Der bekannteste zugelassene Wirkstoff ist Orlistat, ein Lipasehemmer, der ab einem BMI von 28 zur Behandlung von Übergewicht Anwendung findet. Damit wird die Verdauung von Fetten im Darm gestoppt. Leider ist auch dieser nicht frei von Nebenwirkungen. Nimmt man beispielsweise Nahrung mit einem zu hohen Fettgehalt zu sich, so kann er zu Durchfall oder Bauchschmerzen führen. Auch heißt es, dass Einzelfälle von Patienten mit Lebererkrankungen durch Orlistat bekannt sind.

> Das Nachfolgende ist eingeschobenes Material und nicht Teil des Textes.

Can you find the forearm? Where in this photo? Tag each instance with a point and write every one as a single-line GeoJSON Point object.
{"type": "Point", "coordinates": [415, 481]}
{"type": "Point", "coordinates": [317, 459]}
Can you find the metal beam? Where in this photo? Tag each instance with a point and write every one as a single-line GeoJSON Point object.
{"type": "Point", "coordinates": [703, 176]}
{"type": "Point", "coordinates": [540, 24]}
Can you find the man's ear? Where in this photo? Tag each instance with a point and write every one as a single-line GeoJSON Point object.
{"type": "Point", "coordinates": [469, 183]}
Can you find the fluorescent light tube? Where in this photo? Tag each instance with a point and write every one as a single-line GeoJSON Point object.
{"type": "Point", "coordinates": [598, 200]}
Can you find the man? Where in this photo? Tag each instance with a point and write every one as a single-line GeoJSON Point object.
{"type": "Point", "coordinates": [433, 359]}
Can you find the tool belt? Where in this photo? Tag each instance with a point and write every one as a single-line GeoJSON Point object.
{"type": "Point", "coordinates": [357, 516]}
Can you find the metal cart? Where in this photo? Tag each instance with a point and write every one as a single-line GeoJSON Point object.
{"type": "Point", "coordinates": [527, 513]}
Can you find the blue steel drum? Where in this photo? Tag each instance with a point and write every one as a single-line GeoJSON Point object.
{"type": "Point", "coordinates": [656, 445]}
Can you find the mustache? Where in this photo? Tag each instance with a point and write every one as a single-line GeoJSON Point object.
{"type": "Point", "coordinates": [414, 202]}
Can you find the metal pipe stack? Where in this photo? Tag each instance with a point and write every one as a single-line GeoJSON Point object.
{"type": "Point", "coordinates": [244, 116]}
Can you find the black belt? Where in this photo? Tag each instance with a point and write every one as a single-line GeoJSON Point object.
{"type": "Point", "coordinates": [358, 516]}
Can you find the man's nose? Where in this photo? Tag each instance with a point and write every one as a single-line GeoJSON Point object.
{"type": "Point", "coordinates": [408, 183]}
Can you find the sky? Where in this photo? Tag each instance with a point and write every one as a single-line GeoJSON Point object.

Es kommt vor, dass andere Medikamente als Diätpillen missbraucht werden. Darunter zählen zum Beispiel Ephedrin und Phenylpropanolamin, die eigentlich für Tiererkrankungen gedacht sind. Auch finden sich im Internet viele Seiten, die mit Schlankheitsmitteln werben, die potente Wirkstoffe enthalten. Eine Alternative zu Antiadiposita findet sich in pflanzlichen Mitteln, die als Arznei oder Nahrungsmittelergänzungen verkauft werden. Leider ist ihre Wirksamkeit immer noch eine Glaubensfrage, da sie nicht vollends nachgewiesen wurde. Auch darf man nicht ignorieren, dass auch pflanzliche Produkte, wie zum Beispiel Tabak, wenn man ihn raucht, Nebenwirkungen haben.